Cuckoo for avocado dip

Photo By David Robert

Rating:Fiendishly green

When my mother was pregnant with me, she would order my dad to pick up gobs of El Borracho’s green avocado dip along with peanut butter and a quart of mint chocolate chip ice cream. So I guess you could say my craving for that green dip dates back to that prenatal time.

Although words cannot describe the texture and taste of El Borracho’s sweet dip, I will humbly try. This dip is creamy and addictive, so good in fact that owners Gerald and Lupe Montoya will never reveal the secret recipe. But what this dip does, along with two types of fresh salsa and lightly salted chips, is set the tone for a delicious meal.

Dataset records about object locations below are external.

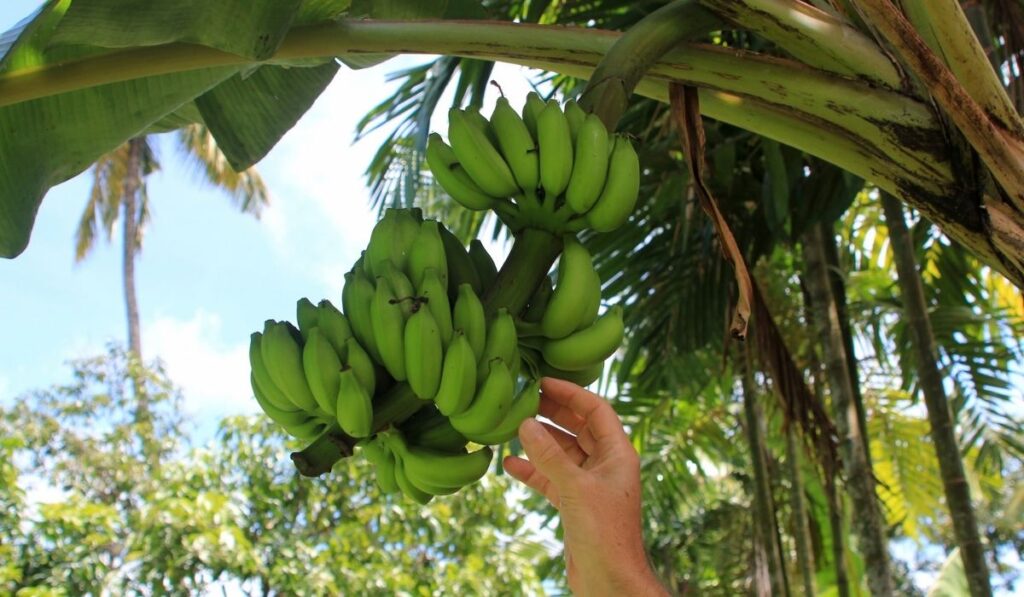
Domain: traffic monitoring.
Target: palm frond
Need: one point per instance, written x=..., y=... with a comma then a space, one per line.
x=246, y=189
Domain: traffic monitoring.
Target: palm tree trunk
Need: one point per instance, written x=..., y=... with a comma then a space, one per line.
x=940, y=419
x=766, y=546
x=801, y=530
x=132, y=183
x=868, y=523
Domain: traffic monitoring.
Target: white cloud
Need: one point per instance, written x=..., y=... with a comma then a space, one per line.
x=212, y=374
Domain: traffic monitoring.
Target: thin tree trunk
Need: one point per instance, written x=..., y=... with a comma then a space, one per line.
x=868, y=523
x=765, y=544
x=940, y=419
x=801, y=530
x=130, y=198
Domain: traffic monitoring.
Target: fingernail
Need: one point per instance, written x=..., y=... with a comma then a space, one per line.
x=530, y=428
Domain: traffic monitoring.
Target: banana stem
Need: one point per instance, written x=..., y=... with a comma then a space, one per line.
x=532, y=254
x=607, y=93
x=396, y=404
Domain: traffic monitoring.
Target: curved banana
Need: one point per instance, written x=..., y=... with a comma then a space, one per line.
x=590, y=166
x=458, y=384
x=582, y=378
x=353, y=408
x=388, y=325
x=461, y=269
x=404, y=294
x=423, y=354
x=334, y=325
x=453, y=176
x=360, y=363
x=283, y=359
x=539, y=301
x=588, y=346
x=307, y=316
x=282, y=417
x=578, y=288
x=427, y=252
x=434, y=294
x=322, y=365
x=576, y=116
x=383, y=461
x=356, y=296
x=468, y=316
x=476, y=154
x=621, y=189
x=555, y=144
x=482, y=262
x=517, y=145
x=524, y=407
x=430, y=468
x=270, y=391
x=491, y=404
x=502, y=343
x=531, y=112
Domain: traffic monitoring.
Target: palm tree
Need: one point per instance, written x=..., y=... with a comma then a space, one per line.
x=120, y=193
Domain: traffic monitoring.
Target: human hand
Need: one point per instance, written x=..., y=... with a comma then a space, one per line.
x=592, y=476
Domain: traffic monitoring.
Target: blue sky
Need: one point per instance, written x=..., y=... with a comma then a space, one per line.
x=208, y=275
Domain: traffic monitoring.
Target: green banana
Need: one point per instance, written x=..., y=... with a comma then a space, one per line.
x=476, y=154
x=461, y=269
x=517, y=145
x=588, y=346
x=431, y=429
x=423, y=354
x=404, y=294
x=388, y=325
x=334, y=325
x=501, y=343
x=321, y=364
x=433, y=292
x=453, y=176
x=360, y=363
x=283, y=358
x=458, y=384
x=427, y=252
x=576, y=116
x=621, y=189
x=531, y=111
x=524, y=407
x=283, y=417
x=582, y=378
x=353, y=406
x=539, y=301
x=356, y=297
x=306, y=315
x=578, y=288
x=590, y=165
x=491, y=404
x=407, y=486
x=429, y=468
x=271, y=392
x=383, y=461
x=555, y=143
x=482, y=262
x=468, y=316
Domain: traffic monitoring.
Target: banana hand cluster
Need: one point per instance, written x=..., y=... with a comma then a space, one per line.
x=315, y=377
x=550, y=169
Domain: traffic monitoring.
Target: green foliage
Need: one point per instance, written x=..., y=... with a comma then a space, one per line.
x=131, y=507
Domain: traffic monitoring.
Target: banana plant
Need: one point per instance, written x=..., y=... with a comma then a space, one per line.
x=905, y=98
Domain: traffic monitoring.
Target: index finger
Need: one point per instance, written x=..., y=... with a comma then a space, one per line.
x=600, y=418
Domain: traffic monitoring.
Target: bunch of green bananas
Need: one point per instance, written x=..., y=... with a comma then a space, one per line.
x=549, y=169
x=314, y=377
x=561, y=333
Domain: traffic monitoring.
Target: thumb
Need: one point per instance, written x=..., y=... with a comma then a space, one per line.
x=545, y=454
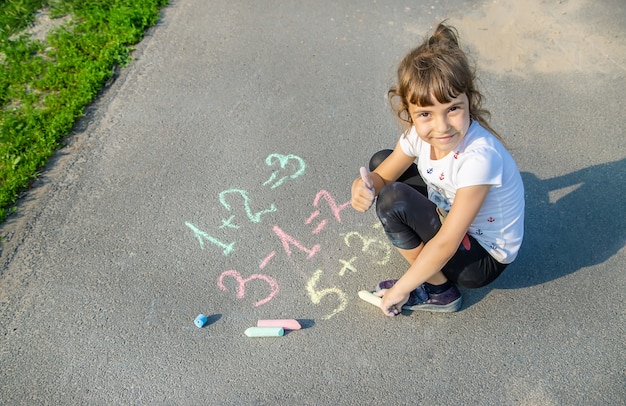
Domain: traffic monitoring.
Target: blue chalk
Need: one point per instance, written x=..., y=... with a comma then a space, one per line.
x=200, y=320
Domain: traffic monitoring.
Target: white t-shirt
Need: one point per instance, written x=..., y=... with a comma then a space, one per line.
x=479, y=159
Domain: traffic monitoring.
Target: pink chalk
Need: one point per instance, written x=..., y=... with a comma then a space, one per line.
x=287, y=324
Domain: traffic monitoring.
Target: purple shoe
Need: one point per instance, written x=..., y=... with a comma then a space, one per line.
x=419, y=299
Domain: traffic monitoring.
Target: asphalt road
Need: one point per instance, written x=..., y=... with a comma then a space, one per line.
x=212, y=178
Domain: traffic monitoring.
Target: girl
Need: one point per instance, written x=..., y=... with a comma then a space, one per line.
x=464, y=175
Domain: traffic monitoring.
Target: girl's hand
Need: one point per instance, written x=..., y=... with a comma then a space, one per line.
x=392, y=302
x=363, y=193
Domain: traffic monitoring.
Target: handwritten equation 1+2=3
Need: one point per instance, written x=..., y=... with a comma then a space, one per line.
x=284, y=164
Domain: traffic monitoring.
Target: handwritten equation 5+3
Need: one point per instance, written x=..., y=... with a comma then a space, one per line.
x=280, y=175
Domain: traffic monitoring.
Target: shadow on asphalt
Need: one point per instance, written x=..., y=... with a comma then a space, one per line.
x=572, y=222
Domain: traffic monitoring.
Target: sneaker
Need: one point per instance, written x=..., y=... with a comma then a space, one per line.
x=419, y=299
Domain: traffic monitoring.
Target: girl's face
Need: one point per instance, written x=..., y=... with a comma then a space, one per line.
x=443, y=126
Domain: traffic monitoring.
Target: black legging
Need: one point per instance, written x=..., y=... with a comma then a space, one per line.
x=409, y=219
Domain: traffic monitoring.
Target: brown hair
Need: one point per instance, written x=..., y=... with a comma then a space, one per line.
x=436, y=68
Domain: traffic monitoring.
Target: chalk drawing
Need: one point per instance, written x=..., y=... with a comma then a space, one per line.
x=267, y=259
x=368, y=243
x=347, y=266
x=317, y=295
x=254, y=217
x=283, y=160
x=286, y=240
x=201, y=236
x=289, y=167
x=241, y=288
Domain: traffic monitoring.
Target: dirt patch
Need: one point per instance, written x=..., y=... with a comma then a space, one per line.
x=43, y=25
x=522, y=37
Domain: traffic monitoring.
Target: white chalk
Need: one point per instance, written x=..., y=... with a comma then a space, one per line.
x=265, y=332
x=365, y=177
x=287, y=324
x=369, y=297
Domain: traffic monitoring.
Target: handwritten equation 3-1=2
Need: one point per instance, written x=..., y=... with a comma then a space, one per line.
x=290, y=167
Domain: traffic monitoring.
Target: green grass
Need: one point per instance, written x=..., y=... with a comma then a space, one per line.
x=45, y=85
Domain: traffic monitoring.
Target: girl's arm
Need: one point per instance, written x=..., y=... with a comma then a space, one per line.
x=388, y=171
x=438, y=251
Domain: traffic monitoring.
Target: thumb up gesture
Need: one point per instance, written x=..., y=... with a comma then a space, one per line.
x=363, y=193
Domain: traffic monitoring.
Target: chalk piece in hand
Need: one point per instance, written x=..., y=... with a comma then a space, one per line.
x=200, y=320
x=287, y=324
x=369, y=297
x=265, y=332
x=365, y=177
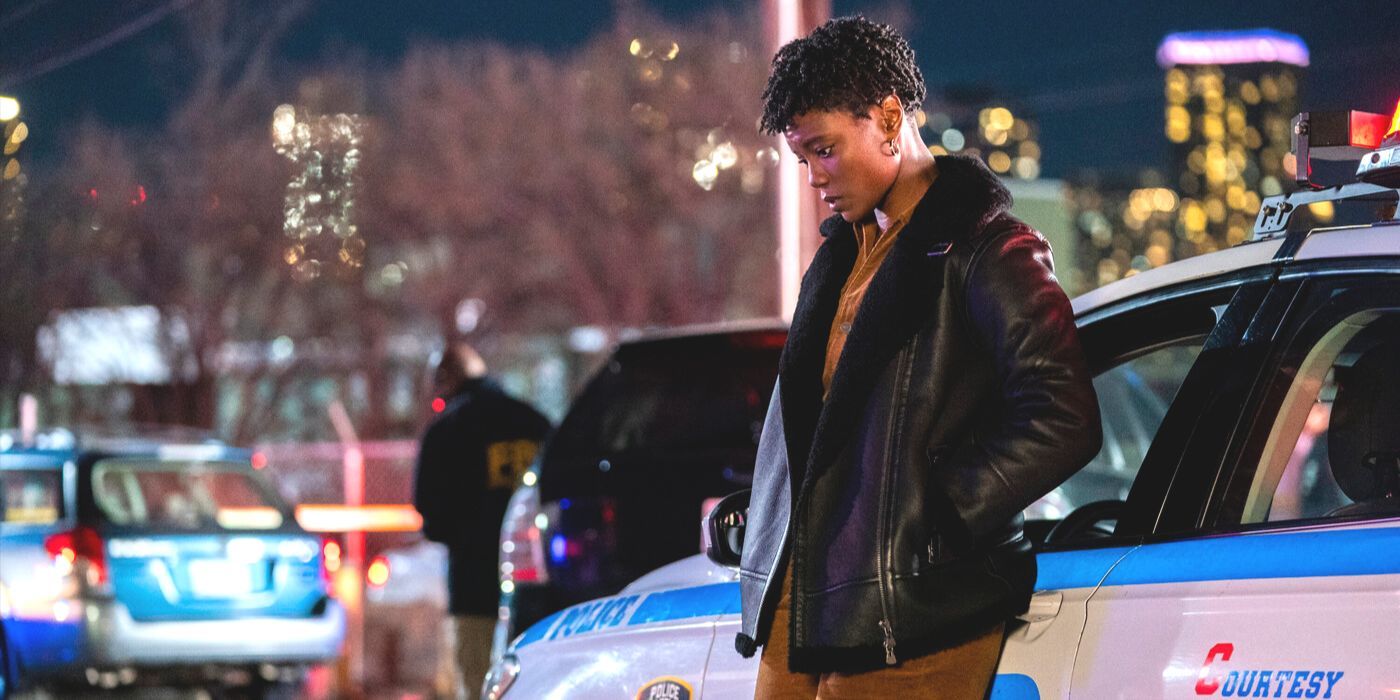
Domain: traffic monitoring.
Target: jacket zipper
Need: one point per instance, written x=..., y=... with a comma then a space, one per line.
x=886, y=625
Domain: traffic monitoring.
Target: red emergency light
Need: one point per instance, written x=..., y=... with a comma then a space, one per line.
x=1395, y=122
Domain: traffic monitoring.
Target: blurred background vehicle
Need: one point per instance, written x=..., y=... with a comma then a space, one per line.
x=142, y=562
x=668, y=423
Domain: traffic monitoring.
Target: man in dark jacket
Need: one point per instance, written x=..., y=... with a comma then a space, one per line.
x=469, y=462
x=931, y=388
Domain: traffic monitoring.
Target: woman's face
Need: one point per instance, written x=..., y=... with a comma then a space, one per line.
x=844, y=158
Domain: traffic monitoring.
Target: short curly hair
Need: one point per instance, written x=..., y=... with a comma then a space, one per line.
x=847, y=63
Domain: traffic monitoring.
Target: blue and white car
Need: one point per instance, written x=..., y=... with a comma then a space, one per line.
x=1238, y=535
x=143, y=562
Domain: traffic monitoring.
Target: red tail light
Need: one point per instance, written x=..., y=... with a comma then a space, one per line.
x=329, y=559
x=79, y=548
x=378, y=571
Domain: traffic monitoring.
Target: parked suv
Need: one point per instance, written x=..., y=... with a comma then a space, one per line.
x=669, y=423
x=130, y=562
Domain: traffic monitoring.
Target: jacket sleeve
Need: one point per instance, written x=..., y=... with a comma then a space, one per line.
x=1047, y=420
x=431, y=485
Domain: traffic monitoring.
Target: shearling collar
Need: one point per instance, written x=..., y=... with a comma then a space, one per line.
x=900, y=300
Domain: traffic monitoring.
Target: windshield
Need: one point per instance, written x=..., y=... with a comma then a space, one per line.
x=179, y=494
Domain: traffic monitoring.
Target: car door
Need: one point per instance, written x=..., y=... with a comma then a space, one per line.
x=38, y=618
x=1141, y=352
x=1274, y=567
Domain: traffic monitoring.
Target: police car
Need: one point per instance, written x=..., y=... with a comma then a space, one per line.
x=135, y=562
x=1238, y=536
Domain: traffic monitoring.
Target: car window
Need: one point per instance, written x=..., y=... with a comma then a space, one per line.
x=678, y=395
x=31, y=496
x=1140, y=359
x=1325, y=437
x=182, y=494
x=1133, y=401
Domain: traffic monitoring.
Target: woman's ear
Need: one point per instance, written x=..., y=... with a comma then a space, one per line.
x=892, y=115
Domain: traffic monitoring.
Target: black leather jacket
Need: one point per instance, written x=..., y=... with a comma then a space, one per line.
x=961, y=396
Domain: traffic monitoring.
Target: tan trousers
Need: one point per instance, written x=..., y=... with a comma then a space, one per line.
x=471, y=644
x=962, y=672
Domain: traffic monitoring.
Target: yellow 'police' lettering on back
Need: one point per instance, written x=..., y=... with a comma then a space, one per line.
x=507, y=461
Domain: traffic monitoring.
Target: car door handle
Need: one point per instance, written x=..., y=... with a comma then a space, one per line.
x=1045, y=605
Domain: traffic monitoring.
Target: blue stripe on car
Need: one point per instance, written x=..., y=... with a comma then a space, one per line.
x=1082, y=569
x=1014, y=686
x=688, y=602
x=1297, y=555
x=538, y=630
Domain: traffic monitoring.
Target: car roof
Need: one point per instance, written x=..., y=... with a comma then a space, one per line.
x=63, y=444
x=1353, y=241
x=728, y=328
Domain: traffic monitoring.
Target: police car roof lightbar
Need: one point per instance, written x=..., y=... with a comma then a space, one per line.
x=1277, y=210
x=1334, y=136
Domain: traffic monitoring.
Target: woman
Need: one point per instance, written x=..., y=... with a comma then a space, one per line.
x=931, y=388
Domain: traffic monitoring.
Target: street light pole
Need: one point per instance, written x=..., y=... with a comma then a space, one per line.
x=800, y=209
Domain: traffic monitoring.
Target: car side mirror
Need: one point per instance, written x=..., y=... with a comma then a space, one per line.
x=724, y=528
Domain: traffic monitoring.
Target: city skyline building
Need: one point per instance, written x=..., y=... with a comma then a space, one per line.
x=1229, y=100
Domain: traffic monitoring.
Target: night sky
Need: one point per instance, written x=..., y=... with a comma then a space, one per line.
x=1085, y=69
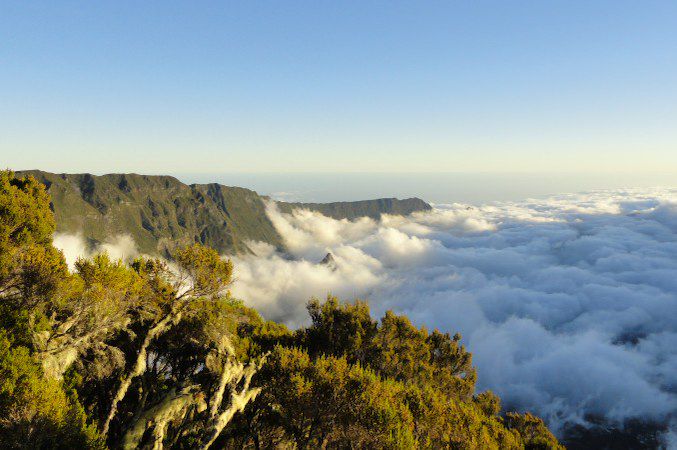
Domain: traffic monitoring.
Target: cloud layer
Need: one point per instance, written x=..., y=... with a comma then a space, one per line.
x=569, y=304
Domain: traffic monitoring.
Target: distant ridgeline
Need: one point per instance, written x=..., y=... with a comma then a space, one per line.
x=160, y=212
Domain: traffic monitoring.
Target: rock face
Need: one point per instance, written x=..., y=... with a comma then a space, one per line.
x=161, y=213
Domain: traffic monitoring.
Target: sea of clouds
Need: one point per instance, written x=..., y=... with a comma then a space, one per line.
x=568, y=303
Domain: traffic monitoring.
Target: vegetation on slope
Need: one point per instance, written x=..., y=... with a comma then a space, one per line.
x=160, y=212
x=144, y=356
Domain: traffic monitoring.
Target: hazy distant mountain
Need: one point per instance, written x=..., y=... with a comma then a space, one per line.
x=160, y=212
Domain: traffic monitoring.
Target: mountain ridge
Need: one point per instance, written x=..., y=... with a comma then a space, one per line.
x=160, y=212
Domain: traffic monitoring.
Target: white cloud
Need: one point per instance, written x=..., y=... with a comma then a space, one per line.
x=569, y=303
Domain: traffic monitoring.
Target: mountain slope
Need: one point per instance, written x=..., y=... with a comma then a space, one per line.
x=362, y=208
x=161, y=212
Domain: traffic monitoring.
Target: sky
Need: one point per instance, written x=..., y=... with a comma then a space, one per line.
x=286, y=87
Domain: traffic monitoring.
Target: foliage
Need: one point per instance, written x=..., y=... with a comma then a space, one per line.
x=157, y=354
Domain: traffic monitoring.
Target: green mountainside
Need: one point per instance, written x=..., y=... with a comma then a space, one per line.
x=161, y=212
x=363, y=208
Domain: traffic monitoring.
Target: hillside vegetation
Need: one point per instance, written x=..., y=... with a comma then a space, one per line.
x=160, y=212
x=144, y=356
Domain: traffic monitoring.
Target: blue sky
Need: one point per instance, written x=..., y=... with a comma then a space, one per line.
x=319, y=86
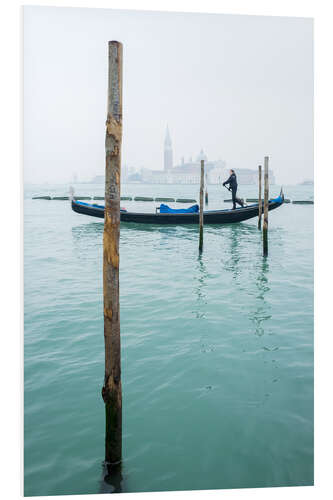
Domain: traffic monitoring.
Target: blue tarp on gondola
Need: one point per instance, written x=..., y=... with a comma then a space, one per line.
x=165, y=209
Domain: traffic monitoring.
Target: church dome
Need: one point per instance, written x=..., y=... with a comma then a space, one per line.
x=202, y=156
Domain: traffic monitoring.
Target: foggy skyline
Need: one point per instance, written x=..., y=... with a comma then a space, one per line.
x=240, y=87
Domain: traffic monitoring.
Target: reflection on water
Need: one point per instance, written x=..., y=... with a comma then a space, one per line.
x=199, y=289
x=261, y=313
x=111, y=481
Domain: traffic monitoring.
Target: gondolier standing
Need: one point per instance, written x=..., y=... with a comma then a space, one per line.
x=232, y=181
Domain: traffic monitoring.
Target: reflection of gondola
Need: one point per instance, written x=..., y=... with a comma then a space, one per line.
x=210, y=216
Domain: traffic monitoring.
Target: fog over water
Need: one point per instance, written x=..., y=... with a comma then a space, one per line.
x=240, y=87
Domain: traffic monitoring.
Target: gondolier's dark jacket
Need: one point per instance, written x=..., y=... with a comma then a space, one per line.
x=232, y=181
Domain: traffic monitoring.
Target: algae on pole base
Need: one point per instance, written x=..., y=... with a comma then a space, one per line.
x=265, y=226
x=111, y=391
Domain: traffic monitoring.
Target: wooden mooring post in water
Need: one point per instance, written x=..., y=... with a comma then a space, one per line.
x=265, y=226
x=202, y=176
x=206, y=191
x=259, y=197
x=111, y=391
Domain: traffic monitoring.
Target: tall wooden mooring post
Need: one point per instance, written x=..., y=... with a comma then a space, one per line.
x=202, y=177
x=111, y=391
x=266, y=194
x=259, y=197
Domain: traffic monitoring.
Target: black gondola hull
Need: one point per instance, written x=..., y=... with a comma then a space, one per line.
x=210, y=216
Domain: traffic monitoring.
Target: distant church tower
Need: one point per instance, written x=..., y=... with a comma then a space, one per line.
x=168, y=163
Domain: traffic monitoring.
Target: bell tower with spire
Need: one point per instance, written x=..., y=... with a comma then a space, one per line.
x=168, y=162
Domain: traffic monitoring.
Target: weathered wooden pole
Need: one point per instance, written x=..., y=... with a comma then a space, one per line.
x=206, y=192
x=265, y=226
x=111, y=391
x=259, y=198
x=201, y=206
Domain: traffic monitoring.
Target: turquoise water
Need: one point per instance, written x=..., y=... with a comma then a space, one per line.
x=217, y=350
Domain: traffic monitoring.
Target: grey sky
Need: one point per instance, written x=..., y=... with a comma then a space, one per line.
x=240, y=87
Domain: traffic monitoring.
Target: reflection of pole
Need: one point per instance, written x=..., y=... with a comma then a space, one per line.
x=111, y=391
x=201, y=207
x=265, y=226
x=259, y=199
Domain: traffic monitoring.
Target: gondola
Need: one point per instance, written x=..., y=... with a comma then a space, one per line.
x=225, y=216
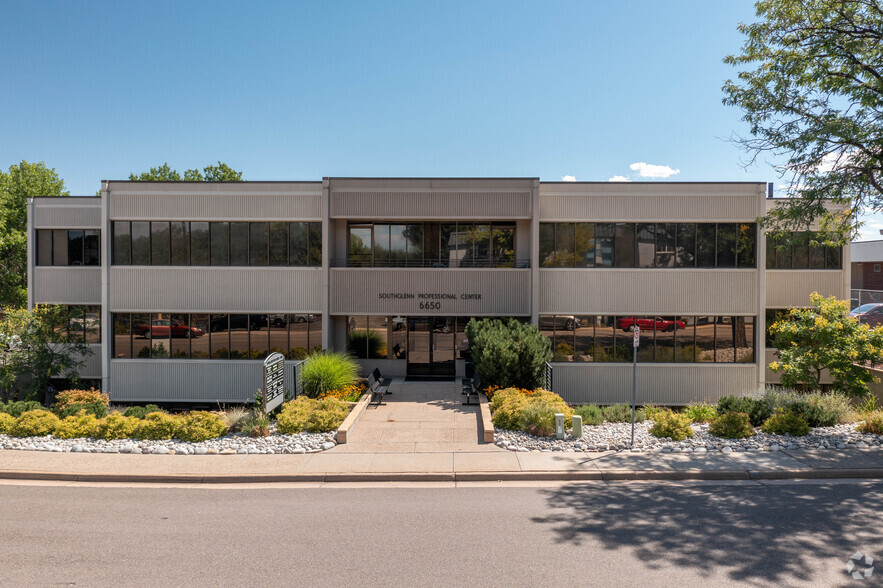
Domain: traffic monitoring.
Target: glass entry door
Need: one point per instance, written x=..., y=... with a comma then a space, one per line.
x=431, y=346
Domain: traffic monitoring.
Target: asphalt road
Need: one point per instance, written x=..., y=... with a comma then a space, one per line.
x=586, y=534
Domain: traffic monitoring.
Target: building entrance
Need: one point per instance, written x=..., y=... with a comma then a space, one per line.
x=431, y=346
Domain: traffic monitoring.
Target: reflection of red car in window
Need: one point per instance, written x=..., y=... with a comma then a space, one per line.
x=627, y=323
x=164, y=328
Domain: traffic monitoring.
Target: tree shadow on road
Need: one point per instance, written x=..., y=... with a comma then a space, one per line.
x=761, y=535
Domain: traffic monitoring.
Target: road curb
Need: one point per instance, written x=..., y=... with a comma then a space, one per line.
x=513, y=476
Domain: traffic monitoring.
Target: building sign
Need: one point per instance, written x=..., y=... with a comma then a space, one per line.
x=274, y=381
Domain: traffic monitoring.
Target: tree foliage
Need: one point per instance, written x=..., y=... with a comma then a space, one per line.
x=36, y=347
x=508, y=354
x=22, y=181
x=811, y=88
x=210, y=173
x=824, y=336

Eating at El Borracho has been one of my family’s traditions for more than 30 years, since my mom celebrated her 10th birthday there. The South Virginia Street restaurant is even more of a tradition for the Montoyas. Gerald Montoya’s father opened the restaurant 41 years ago. Montoya Sr. handed the reigns to Gerald and Lupe more than 32 years ago. According to Gerald, El Borracho is close to being the oldest family-run Mexican restaurant in Reno.

I revisited El Borracho with two of my friends last week. We walked into the dimly lit restaurant at 4 p.m., about two hours before the usual dinner crowd.

The decor of El Borracho’s dining area reminds me of Disneyland’s Tiki Room with a Mexican/Aztec flair. Birds and the occasional piñata dangle from the ceiling. Tapestries, sombreros, various food industry awards and authentic Mexican mosaics circa 1950 hang on the walls. A 300-pound ashtray from Mexico gathers butts in the bar. Large bouquets of fake wildflowers and exotic plants engulf the room, making it look like a South American jungle.

After about two rounds of the chips and dip, I ordered a No. 8: a cheese and onion enchilada with a beef taco, rice, beans and a sopapia ($8.95). The enchilada was covered in a creamy red sauce and diced spicy white onions. The taco shells were freshly fried, but not greasy. And the sopapia was deliciously light and fluffy. As I coated it with a hefty dose of grape jelly, I was sure that nothing could have served as a better end to my meal. Except, maybe, for a tasty alcoholic beverage. Unfortunately, I’m not yet 21 years old.

With a name like El Borracho, which translates to “the drunk,” the restaurant has no problem appealing to the imbibing college crowd. Most of the bartenders are college students, and young crowds gather mid-week for flavored margaritas and specialty drinks like the Texas Milkshake, an icy mix of Irish crème liquor, amaretto, Kahlua, creme de cocoa and milk.

So if you go, please sample a drink for the poor girl who has to wait four long months. And try the green dip while you’re there. It might change your whole view of avocados.